役場、郵便局、銀行、病院、駅などが近くになければならないので、市内に多く建てられました。

仮設住宅は2007年の時は2004年に使った分が残っていたが、最初の時は用地や資材確保に苦労しています。

阪神大震災からは9年経っていたので、当時の設備は使えなかったからでした。


仮設住宅は3500戸以上が建設されたが、地震が起きた10月23日は冬に近く、この地域は日本一の豪雪地帯でした。

仮設住宅が不足し希望者の半数しか入れないなど問題を残したが、3年半後に撤去され、すぐに2回目の地震が発生しました。

2回の地震で問題になったのが「義捐金」と「給付金」の不公平さでした。


2004年の地震では約370億円が集まり、家屋全壊500万円、半壊60万円から200万円ほどが配分されました。

2004年の義捐金では、途中で配分方法を変えたりして、受取額が人によって違っていたようです。

2007年の地震では約88億円が集まり、家屋全壊240万円、半壊60万円から165万円程度が配分されました。


2007年の時に、義捐金が減った影響で、特に全壊世帯への配分が大きく減ったのが分かります。

政府は地震の前に『被災者生活再建支援制度』で全壊世帯に100万円、大規模半壊世帯に50万円を支給する法律を作っていました。

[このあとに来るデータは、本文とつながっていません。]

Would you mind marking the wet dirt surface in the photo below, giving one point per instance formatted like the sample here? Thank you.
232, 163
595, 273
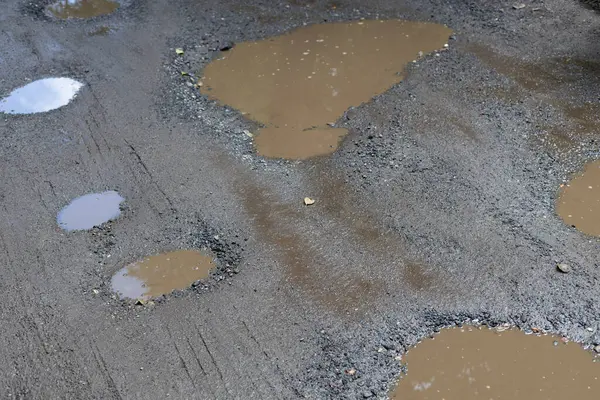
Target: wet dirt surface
471, 363
298, 83
90, 210
437, 208
161, 274
578, 203
64, 9
40, 96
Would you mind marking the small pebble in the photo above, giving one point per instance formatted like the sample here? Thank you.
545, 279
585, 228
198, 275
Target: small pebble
564, 268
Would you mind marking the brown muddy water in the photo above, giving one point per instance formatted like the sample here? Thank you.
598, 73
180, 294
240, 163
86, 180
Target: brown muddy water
64, 9
161, 274
578, 203
481, 363
298, 84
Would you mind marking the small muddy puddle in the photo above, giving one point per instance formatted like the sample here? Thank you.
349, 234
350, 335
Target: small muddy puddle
161, 274
299, 83
578, 202
82, 8
90, 210
471, 363
40, 96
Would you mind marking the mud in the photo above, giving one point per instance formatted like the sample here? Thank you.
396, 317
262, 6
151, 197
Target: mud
40, 96
299, 83
474, 363
90, 210
64, 9
436, 209
161, 274
578, 203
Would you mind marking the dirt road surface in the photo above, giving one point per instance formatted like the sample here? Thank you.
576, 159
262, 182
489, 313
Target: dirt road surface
438, 207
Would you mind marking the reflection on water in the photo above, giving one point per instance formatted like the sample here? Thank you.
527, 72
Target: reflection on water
90, 210
40, 96
82, 8
299, 83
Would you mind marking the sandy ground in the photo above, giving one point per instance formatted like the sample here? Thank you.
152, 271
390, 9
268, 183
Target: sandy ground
438, 207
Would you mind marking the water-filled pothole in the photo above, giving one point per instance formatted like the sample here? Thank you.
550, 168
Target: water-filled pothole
300, 83
90, 210
471, 363
64, 9
40, 96
578, 203
161, 274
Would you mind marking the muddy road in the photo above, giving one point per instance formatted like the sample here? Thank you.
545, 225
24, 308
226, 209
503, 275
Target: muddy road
437, 207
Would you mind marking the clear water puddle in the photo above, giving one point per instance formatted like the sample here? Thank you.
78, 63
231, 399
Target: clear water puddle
578, 202
90, 210
40, 96
161, 274
471, 363
82, 8
299, 83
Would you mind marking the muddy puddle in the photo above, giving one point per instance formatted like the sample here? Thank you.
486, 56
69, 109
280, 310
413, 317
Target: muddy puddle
578, 202
64, 9
40, 96
298, 84
161, 274
90, 210
471, 363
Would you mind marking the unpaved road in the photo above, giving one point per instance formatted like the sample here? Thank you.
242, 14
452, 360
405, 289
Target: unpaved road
437, 208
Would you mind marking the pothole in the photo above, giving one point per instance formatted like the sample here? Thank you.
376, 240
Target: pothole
472, 363
65, 9
298, 84
90, 210
578, 202
161, 274
40, 96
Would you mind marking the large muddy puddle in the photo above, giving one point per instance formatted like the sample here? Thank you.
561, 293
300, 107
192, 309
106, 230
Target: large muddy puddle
90, 210
64, 9
578, 202
40, 96
298, 84
161, 274
472, 363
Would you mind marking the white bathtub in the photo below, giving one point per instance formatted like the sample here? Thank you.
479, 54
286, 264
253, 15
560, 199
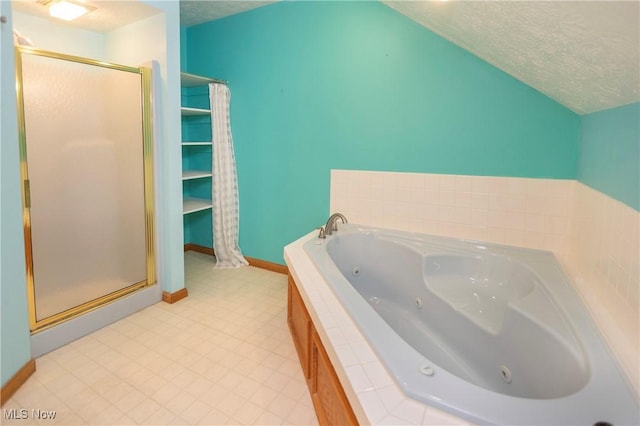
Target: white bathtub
489, 333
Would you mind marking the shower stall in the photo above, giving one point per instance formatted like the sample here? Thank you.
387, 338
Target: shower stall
87, 175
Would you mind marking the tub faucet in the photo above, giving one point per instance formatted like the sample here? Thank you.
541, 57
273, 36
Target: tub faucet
332, 223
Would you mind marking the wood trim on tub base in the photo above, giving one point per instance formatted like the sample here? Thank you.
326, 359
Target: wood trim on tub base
18, 379
175, 296
257, 263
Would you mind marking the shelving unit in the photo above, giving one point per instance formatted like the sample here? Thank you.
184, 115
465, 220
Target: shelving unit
196, 159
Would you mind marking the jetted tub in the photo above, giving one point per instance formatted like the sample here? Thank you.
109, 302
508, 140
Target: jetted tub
491, 333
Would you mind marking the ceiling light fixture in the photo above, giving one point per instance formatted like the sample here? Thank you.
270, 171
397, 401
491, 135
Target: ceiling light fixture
66, 9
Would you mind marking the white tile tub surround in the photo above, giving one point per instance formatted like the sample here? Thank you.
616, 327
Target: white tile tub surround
604, 262
594, 236
372, 392
524, 212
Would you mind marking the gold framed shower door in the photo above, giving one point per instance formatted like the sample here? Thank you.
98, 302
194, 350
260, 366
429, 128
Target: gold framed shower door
41, 322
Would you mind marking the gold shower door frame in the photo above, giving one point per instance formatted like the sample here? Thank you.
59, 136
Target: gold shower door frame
147, 138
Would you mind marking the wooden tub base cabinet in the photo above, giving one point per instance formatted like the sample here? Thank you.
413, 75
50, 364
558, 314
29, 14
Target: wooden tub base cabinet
329, 400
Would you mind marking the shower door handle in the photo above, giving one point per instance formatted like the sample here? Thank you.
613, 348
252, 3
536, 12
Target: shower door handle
27, 194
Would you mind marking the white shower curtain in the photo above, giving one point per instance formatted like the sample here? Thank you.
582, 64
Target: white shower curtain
225, 182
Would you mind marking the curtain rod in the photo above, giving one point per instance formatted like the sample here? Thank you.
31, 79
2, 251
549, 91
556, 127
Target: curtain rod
202, 79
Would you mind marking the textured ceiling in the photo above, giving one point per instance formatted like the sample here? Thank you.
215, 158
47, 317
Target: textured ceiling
194, 12
583, 54
108, 15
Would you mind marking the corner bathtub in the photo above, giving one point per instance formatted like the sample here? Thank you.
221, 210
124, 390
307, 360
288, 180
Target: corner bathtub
490, 333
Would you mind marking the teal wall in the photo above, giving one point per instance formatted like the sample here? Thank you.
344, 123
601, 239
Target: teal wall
15, 347
610, 153
355, 85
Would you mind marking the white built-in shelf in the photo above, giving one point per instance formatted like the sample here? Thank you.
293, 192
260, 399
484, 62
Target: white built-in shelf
196, 143
195, 174
190, 80
191, 205
194, 111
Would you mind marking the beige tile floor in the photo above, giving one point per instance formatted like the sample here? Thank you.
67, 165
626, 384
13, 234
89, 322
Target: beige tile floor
221, 356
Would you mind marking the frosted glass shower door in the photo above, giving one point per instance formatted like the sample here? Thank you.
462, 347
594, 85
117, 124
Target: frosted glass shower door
84, 190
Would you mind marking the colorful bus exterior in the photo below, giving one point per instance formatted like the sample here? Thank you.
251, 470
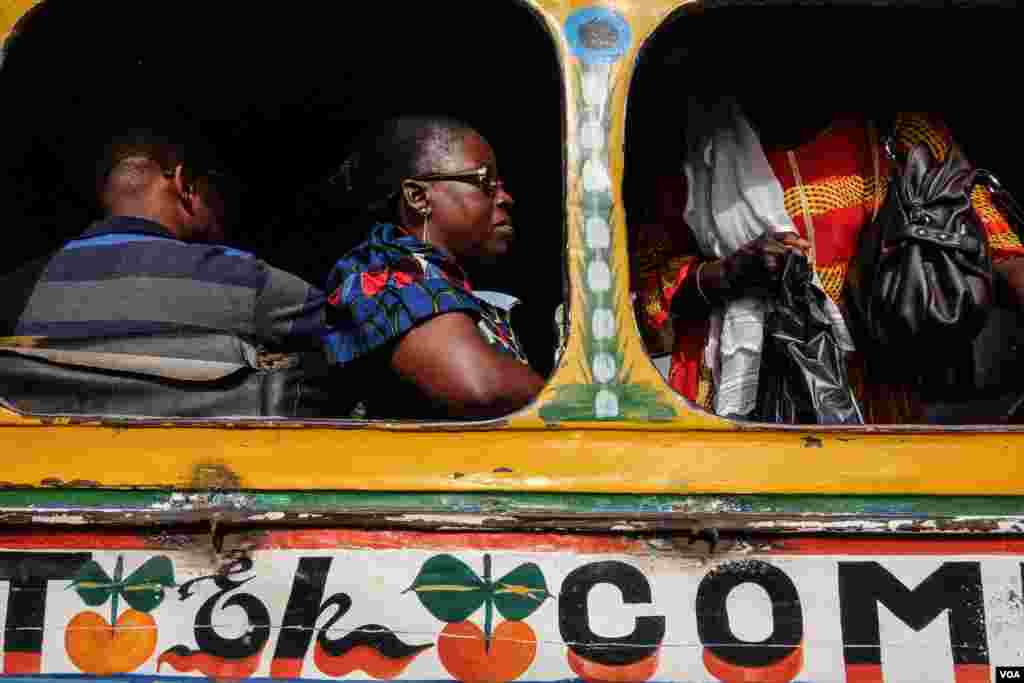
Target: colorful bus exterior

さらに住宅を建設・購入する場合は200万円、補修する場合は100万円、賃借する場合は50万円が加算支給されます。



国が災害に給付金


2004年の地震では国は全壊世帯に300万円を支給し、義捐金も400万から500万を受け取りました。

2007年の時も給付金は同じだったので、2回目に被災した人は、1回目の人より、200万円も取り分が少ない。

こういう不公平さは以前からあり、1991年(平成3年)6月の雲仙・普賢岳噴火では1軒3200万円の義捐金を受け取りました。


だが1995年(平成7年)の阪神大震災では、被災者が多かったため、分配額は40万円に止まりました。

阪神大震災の時には『被災者生活再建支援制度』が無かったので国と自治体は1円も支払いませんでした。

ただ貸し付け制度があり、被災者に支給した金はその人の借金になり、かえって被災者を苦しめ後に大問題を引き起こしました。


募金が多く被災者が少なければ、理論上1億円以上の義捐金を受け取れる場合もあり、逆の場合は少なくなる。

災害募金をプールしておいて公平に配る方法が考えられるが、募金団体同士でも利害が対立しています。

東北地震では東京電力という準国営企業が補償金を支払った為、かなり例外的と言えます。